Website used with data
#download file from web source
mojo_url <- "https://www.boxofficemojo.com/chart/top_lifetime_gross_adjusted/?adjust_gross_to=2020"
Data Scraping
mojo_url_doc <-
GET(mojo_url)$content %>%
rawToChar() %>%
htmlParse()
imdb_test_tables <- readHTMLTable(mojo_url_doc, stringsAsFactors = FALSE)
mojo <- imdb_test_tables[[1]]
names(mojo) <- str_replace_all(names(mojo), "[^\\w]", "")
mojo$AdjLifetimeGross <- as.numeric(str_replace_all(mojo$AdjLifetimeGross, "[^\\d]", ""))
mojo$Rank <- as.numeric(str_replace_all(mojo$Rank, "[^\\d]", ""))
mojo$AdjLifetimeGross <- as.numeric(str_replace_all(mojo$AdjLifetimeGross, "[^\\d]", ""))
mojo$LifetimeGross <- as.numeric(str_replace_all(mojo$LifetimeGross, "[^\\d]", ""))
mojo$EstNumTickets <- as.numeric(str_replace_all(mojo$EstNumTickets, "[^\\d]", ""))
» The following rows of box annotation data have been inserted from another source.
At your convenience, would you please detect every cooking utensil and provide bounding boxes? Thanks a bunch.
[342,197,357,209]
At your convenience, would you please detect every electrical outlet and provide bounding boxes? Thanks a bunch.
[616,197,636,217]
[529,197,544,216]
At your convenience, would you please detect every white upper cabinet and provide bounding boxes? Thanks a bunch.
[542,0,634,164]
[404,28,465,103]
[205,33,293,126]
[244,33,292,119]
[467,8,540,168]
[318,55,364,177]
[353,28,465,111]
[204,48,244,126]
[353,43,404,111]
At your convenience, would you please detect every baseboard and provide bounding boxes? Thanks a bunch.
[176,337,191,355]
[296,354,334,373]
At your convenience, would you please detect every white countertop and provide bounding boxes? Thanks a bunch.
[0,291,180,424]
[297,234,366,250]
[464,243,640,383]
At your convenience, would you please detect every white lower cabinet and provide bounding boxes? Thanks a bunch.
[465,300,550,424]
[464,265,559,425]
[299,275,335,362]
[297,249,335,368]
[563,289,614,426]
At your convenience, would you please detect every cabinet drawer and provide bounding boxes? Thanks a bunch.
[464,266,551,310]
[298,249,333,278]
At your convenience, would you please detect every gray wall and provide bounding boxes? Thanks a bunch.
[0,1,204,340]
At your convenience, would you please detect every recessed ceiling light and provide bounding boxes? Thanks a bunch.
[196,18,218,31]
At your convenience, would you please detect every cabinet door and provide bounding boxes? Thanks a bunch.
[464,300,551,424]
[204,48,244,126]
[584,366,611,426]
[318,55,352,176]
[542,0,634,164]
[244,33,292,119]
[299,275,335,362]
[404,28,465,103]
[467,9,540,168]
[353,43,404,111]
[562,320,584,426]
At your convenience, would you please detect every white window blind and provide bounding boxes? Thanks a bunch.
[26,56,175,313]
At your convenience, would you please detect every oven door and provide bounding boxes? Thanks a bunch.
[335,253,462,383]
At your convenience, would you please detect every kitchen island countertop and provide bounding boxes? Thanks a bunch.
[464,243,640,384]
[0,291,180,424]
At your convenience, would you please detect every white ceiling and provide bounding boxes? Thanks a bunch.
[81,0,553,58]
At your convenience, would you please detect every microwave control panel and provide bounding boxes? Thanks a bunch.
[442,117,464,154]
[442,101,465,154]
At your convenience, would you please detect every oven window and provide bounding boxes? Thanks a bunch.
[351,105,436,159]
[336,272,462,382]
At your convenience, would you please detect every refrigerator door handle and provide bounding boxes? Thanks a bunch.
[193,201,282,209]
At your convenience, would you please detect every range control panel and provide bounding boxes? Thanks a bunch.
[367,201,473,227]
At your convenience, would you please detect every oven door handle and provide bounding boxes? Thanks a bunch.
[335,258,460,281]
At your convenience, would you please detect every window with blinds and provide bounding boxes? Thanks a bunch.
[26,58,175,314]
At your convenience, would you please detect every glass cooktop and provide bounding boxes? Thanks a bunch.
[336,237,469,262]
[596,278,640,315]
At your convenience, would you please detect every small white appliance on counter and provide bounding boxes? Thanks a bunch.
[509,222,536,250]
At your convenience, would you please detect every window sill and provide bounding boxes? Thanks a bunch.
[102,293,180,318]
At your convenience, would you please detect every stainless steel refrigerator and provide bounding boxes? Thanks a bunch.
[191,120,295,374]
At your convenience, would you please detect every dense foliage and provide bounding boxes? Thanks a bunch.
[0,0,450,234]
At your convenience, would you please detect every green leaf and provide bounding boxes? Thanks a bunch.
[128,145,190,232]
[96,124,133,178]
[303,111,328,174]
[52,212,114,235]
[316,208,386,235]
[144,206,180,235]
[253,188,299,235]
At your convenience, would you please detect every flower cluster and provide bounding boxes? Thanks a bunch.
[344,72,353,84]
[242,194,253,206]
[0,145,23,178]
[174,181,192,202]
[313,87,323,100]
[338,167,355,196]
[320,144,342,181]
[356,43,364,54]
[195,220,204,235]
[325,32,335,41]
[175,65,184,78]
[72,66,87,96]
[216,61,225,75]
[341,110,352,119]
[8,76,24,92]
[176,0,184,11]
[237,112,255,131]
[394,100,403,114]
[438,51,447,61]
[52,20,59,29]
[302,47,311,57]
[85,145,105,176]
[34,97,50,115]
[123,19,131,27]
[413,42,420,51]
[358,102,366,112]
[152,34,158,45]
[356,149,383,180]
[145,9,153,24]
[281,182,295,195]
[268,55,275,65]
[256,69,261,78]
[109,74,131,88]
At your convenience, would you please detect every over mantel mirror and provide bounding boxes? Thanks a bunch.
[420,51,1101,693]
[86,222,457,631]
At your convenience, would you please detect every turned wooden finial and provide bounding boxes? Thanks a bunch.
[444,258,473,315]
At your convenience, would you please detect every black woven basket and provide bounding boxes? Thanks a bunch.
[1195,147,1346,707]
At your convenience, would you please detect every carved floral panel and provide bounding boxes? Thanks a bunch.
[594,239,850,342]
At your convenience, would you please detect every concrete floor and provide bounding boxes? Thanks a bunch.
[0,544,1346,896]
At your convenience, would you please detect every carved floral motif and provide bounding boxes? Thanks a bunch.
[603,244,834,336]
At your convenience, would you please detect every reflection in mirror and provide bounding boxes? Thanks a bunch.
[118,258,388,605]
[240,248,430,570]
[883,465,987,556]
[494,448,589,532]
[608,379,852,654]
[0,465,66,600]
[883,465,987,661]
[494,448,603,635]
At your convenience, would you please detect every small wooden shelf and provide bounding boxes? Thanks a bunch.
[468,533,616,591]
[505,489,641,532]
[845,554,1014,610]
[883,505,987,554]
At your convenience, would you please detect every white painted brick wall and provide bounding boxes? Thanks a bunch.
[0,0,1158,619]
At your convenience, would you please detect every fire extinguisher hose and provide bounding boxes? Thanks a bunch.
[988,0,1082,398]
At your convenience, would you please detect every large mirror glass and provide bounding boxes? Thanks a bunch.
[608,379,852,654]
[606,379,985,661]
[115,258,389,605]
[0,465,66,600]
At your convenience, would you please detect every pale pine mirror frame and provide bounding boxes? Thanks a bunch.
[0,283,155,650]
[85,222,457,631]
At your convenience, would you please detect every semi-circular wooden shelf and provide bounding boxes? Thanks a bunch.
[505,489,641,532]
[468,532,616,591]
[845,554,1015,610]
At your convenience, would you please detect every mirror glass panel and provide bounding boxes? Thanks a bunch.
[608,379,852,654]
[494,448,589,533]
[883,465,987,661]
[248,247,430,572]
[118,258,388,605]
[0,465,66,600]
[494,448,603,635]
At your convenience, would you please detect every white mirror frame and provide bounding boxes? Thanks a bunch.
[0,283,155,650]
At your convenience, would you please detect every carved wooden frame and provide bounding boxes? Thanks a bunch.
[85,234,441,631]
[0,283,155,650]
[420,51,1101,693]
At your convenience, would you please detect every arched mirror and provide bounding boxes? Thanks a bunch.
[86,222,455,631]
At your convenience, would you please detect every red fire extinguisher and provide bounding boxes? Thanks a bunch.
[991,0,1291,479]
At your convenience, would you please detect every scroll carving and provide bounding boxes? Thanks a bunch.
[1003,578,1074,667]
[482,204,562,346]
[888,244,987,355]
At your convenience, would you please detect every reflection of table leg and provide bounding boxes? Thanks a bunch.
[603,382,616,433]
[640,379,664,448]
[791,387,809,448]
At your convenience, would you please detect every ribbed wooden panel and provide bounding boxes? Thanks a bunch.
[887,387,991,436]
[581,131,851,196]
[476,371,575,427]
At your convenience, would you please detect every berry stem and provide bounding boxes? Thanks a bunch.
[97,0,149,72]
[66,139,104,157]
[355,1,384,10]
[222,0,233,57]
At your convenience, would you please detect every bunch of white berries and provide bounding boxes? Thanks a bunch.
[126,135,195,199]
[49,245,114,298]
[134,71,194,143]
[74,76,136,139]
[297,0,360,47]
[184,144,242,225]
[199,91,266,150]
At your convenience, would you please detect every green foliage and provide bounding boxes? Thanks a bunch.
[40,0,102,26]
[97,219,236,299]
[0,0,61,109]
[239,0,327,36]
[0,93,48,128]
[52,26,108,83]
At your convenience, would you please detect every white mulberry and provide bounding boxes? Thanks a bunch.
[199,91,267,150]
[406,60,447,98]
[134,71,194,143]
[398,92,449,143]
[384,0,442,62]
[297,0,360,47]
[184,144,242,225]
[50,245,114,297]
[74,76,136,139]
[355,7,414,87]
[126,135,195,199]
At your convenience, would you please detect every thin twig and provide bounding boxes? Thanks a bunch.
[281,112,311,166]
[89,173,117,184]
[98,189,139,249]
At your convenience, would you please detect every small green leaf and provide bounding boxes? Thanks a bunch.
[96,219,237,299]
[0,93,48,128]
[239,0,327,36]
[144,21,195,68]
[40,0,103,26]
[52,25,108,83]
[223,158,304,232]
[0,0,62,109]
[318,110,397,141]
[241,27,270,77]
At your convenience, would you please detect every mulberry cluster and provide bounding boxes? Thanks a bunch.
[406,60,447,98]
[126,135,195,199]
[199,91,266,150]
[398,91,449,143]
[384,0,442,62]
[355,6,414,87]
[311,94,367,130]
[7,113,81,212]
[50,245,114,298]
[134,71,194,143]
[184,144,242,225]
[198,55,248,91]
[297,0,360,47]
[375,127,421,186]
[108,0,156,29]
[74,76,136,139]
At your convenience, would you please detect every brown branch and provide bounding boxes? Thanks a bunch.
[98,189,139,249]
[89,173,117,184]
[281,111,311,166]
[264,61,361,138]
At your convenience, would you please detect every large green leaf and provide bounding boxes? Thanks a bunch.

mojo$Year <- as.numeric(str_replace_all(mojo$Year, "[^\\d]", ""))
mojo %>%
group_by(Year) %>%
summarize(GrossTicketSales = sum(AdjLifetimeGross))
## # A tibble: 74 x 2
## Year GrossTicketSales
## <dbl> <dbl>
## 1 1921 430255408
## 2 1937 1021330000
## 3 1939 1895421694
## 4 1940 631568921
## 5 1941 1229031979
## 6 1942 596985188
## 7 1945 587921587
## 8 1946 993411148
## 9 1950 565024118
## 10 1952 562200000
## # … with 64 more rows
This is a very interesting gg plot. It shows the distribution amongst the years and how much money the movies have grossed. The distribution is scattered a bit through the years in 1975. After 975 they are less scattered and they are more clumped together.
mojo %>%
ggplot(aes(x=Year, y=AdjLifetimeGross)) +
geom_point(aes(size=EstNumTickets)) +
geom_smooth(method = "loess", formula = y ~ x, se=1)
We can see that Jaws sold the most tickets within the movies selected.
mojo %>%
arrange(-EstNumTickets) %>%
.[1:5, ]
## Rank Title AdjLifetimeGross LifetimeGross
## 1 1 Gone with the Wind 1895421694 200852579
## 2 2 Star Wars: Episode IV - A New Hope 1668979715 460998507
## 3 3 The Sound of Music 1335086324 159287539
## 4 4 E.T. the Extra-Terrestrial 1329174791 435110554
## 5 5 Titanic 1270101626 659363944
## EstNumTickets Year
## 1 202286200 1939
## 2 178119500 1977
## 3 142485200 1965
## 4 141854300 1982
## 5 135549800 1997
In this visual, I chose a bar grapph to distinguish each of the movies to show who sold the most tickets. Jaws sold around 128,000,000 and more. There really werent many if any at all that came close to selling that amount.
mojo %>%
arrange(-EstNumTickets) %>%
head(5) %>% # gives us first five values, we can also use .[1:5, ]
ggplot(aes(x=Title, y=EstNumTickets, fill="r")) +
geom_bar(stat="identity")
In this histogram we can see that there were of course many movies made over time. I wanted to make this a histogram to show the years over time and the amount of movies that were made. Overall, as the years went on there were consistenly more movies made.
mojo %>%
ggplot(aes(x=Year)) +
geom_histogram(bins=length(unique(mojo$Year))) +
ggtitle("Movies Being Made over Time") +
ylab("Number of Movies")
In this visual, we can see that gross ticket sales in 2019 were significantly higher than the other years that were compared in the data.
mojo %>%
group_by(Year) %>%
summarize(GrossTicketSales = sum(AdjLifetimeGross)) %>%
arrange(-GrossTicketSales) %>%
head(5)
## # A tibble: 5 x 2
## Year GrossTicketSales
## <dbl> <dbl>
## 1 2019 3751792976
## 2 2015 3396696212
## 3 1965 3199111959
## 4 1977 3105966663
## 5 2016 3094334745
mojo %>%
arrange(-EstNumTickets) %>%
head(5) %>% # gives us first five values, we can also use .[1:5, ]
ggplot(aes(x=Title, y=EstNumTickets, fill="r")) +
geom_bar(stat="identity")
What statistical method would I use if I cotninued my analysis To provide further validation of my findings I would continued to analysis distribution of the movies and how they compare from 1975-2020. I would be interested to continue researching the gross profit of these movies and compare the years. I would also be more interested in the overall revenue these movies have produced. I would also used the statistical method of the regression model. It would be a efficient model to use when find the impact these variables have on one another. I want to know what influences the other, and which variables matter the most.